Combinatorial Client-Master Multiagent Deep Reinforcement Learning for Task Offloading in Mobile Edge Computing

Recently, there has been an explosion of mobile applications that perform computationally intensive tasks such as video streaming, data mining, virtual reality, augmented reality, image processing, video processing, face recognition, and online gaming. However, user devices (UDs), such as tablets and smartphones, have a limited ability to perform the computation needs of the tasks. Mobile edge computing (MEC) has emerged as a promising technology to meet the increasing computing demands of UDs. Task offloading in MEC is a strategy that meets the demands of UDs by distributing tasks between UDs and MEC servers. Deep reinforcement learning (DRL) is gaining attention in task-offloading problems because it can adapt to dynamic changes and minimize online computational complexity. However, the various types of continuous and discrete resource constraints on UDs and MEC servers pose challenges to the design of an efficient DRL-based task-offloading strategy. Existing DRL-based task-offloading algorithms focus on the constraints of the UDs, assuming the availability of enough storage resources on the server. Moreover, existing multiagent DRL (MADRL)--based task-offloading algorithms are homogeneous agents and consider homogeneous constraints as a penalty in their reward function. We proposed a novel combinatorial client-master MADRL (CCM\_MADRL) algorithm for task offloading in MEC (CCM\_MADRL\_MEC) that enables UDs to decide their resource requirements and the server to make a combinatorial decision based on the requirements of the UDs. CCM\_MADRL\_MEC is the first MADRL in task offloading to consider server storage capacity in addition to the constraints in the UDs. By taking advantage of the combinatorial action selection, CCM\_MADRL\_MEC has shown superior convergence over existing MADDPG and heuristic algorithms.

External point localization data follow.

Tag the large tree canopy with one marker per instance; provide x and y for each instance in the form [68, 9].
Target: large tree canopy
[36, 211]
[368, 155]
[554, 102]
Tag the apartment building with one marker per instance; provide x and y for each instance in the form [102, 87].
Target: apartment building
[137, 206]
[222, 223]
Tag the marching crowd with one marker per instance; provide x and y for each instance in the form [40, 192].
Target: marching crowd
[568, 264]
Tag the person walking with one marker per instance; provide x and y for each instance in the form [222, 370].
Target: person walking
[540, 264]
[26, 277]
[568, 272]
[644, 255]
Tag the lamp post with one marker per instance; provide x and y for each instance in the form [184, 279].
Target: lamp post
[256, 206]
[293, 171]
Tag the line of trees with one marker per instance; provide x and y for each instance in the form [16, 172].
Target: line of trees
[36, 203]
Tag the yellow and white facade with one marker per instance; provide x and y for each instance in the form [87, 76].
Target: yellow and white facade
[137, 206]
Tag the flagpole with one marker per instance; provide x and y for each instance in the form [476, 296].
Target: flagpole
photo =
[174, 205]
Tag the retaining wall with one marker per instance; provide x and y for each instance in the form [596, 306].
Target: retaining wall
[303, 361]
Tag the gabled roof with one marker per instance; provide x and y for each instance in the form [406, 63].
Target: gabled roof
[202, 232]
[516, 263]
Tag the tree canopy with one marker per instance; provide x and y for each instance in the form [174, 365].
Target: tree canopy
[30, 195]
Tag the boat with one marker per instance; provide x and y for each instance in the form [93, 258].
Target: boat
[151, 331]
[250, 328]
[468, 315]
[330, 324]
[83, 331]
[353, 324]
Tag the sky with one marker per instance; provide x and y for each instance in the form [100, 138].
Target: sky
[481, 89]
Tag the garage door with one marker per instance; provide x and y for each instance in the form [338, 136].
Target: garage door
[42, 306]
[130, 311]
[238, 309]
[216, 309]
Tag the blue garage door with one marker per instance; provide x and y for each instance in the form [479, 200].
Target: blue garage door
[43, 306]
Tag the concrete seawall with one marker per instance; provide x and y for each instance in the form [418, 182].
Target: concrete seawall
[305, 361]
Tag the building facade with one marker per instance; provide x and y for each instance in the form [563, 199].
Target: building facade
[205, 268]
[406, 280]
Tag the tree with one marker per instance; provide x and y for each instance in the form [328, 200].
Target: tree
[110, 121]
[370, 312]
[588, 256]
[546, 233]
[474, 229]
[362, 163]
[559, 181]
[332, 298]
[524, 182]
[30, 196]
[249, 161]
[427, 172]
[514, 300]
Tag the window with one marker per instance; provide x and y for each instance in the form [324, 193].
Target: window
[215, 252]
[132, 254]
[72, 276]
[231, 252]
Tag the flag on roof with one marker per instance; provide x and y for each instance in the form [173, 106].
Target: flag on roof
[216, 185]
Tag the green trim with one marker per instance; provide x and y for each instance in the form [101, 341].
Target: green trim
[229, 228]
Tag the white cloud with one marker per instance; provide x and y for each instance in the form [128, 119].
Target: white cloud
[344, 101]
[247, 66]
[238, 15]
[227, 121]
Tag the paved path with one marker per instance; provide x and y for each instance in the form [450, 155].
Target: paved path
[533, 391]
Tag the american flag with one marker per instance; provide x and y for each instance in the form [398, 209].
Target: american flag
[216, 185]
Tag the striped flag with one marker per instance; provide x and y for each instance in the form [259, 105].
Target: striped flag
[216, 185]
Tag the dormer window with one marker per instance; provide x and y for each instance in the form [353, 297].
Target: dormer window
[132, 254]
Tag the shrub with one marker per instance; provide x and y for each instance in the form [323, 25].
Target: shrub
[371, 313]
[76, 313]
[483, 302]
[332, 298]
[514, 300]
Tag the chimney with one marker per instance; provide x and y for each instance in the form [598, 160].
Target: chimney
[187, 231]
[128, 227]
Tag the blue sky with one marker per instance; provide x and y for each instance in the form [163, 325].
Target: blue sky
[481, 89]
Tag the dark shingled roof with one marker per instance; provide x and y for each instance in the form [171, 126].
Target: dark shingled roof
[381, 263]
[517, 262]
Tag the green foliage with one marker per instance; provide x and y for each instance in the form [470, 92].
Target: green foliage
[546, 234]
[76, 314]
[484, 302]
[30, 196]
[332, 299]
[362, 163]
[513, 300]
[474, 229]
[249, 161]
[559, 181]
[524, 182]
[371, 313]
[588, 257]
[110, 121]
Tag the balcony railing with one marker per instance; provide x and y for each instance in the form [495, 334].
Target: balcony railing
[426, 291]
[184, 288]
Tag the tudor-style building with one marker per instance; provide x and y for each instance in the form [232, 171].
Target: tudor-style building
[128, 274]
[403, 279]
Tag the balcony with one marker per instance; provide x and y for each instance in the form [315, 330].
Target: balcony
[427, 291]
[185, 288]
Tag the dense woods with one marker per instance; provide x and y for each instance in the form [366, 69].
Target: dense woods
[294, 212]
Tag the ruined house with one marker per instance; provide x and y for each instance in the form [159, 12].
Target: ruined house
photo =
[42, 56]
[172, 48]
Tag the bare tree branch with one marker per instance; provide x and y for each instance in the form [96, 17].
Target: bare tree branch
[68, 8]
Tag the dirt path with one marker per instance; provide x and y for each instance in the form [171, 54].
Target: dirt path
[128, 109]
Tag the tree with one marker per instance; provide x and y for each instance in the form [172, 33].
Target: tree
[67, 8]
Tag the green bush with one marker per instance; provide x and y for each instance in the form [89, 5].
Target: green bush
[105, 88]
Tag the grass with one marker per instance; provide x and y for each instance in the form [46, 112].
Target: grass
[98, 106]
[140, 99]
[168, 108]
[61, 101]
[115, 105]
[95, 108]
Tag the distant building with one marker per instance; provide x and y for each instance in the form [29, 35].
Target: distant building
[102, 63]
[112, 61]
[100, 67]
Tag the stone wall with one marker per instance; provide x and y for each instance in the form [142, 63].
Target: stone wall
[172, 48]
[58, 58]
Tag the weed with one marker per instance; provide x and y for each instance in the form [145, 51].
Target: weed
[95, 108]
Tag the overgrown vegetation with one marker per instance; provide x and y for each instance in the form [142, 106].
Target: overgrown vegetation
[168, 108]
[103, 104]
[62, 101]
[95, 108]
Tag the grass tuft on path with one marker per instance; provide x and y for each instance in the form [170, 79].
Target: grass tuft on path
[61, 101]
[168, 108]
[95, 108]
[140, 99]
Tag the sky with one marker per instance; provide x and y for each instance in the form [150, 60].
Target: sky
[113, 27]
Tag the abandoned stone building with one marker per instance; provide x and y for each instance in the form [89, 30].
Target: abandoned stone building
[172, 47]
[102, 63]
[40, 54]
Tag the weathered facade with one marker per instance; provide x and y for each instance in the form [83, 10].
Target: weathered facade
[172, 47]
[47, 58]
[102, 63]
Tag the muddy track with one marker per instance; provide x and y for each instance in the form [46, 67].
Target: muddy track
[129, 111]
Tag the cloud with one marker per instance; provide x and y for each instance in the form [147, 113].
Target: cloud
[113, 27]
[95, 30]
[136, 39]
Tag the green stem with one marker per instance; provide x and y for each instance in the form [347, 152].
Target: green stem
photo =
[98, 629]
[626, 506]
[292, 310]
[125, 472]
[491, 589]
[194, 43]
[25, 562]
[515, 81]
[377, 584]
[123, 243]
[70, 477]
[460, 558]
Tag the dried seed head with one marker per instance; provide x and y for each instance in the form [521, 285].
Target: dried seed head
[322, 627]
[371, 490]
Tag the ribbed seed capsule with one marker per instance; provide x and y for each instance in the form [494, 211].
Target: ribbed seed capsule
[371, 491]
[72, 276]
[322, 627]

翻译：近年来，视频流媒体、数据挖掘、虚拟现实、增强现实、图像处理、视频处理、人脸识别及在线游戏等计算密集型移动应用呈爆炸式增长。然而，平板电脑和智能手机等用户设备执行这些任务计算需求的能力有限。移动边缘计算作为一种有前景的技术应运而生，以满足用户设备日益增长的计算需求。移动边缘计算中的任务卸载是一种通过在用户设备与边缘服务器之间分配任务来满足用户设备需求的策略。深度强化学习因其能够适应动态变化并降低在线计算复杂度而在任务卸载问题中受到广泛关注。然而，用户设备和边缘服务器上各类连续与离散资源约束给设计高效的基于深度强化学习的任务卸载策略带来了挑战。现有基于深度强化学习的任务卸载算法主要关注用户设备的约束，假设服务器拥有足够的存储资源。此外，现有基于多智能体深度强化学习的任务卸载算法采用同构智能体，并将同构约束作为惩罚项纳入奖励函数。我们提出了一种新颖的组合式客户端-主控多智能体深度强化学习算法，用于边缘计算中的任务卸载，该算法使客户端能够自主决定其资源需求，而主控端则根据客户端需求进行组合决策。这是任务卸载领域首个在用户设备约束之外同时考虑边缘服务器存储容量的多智能体深度强化学习算法。通过利用组合动作选择的优势，该算法在收敛性能上显著优于现有MADDPG及启发式算法。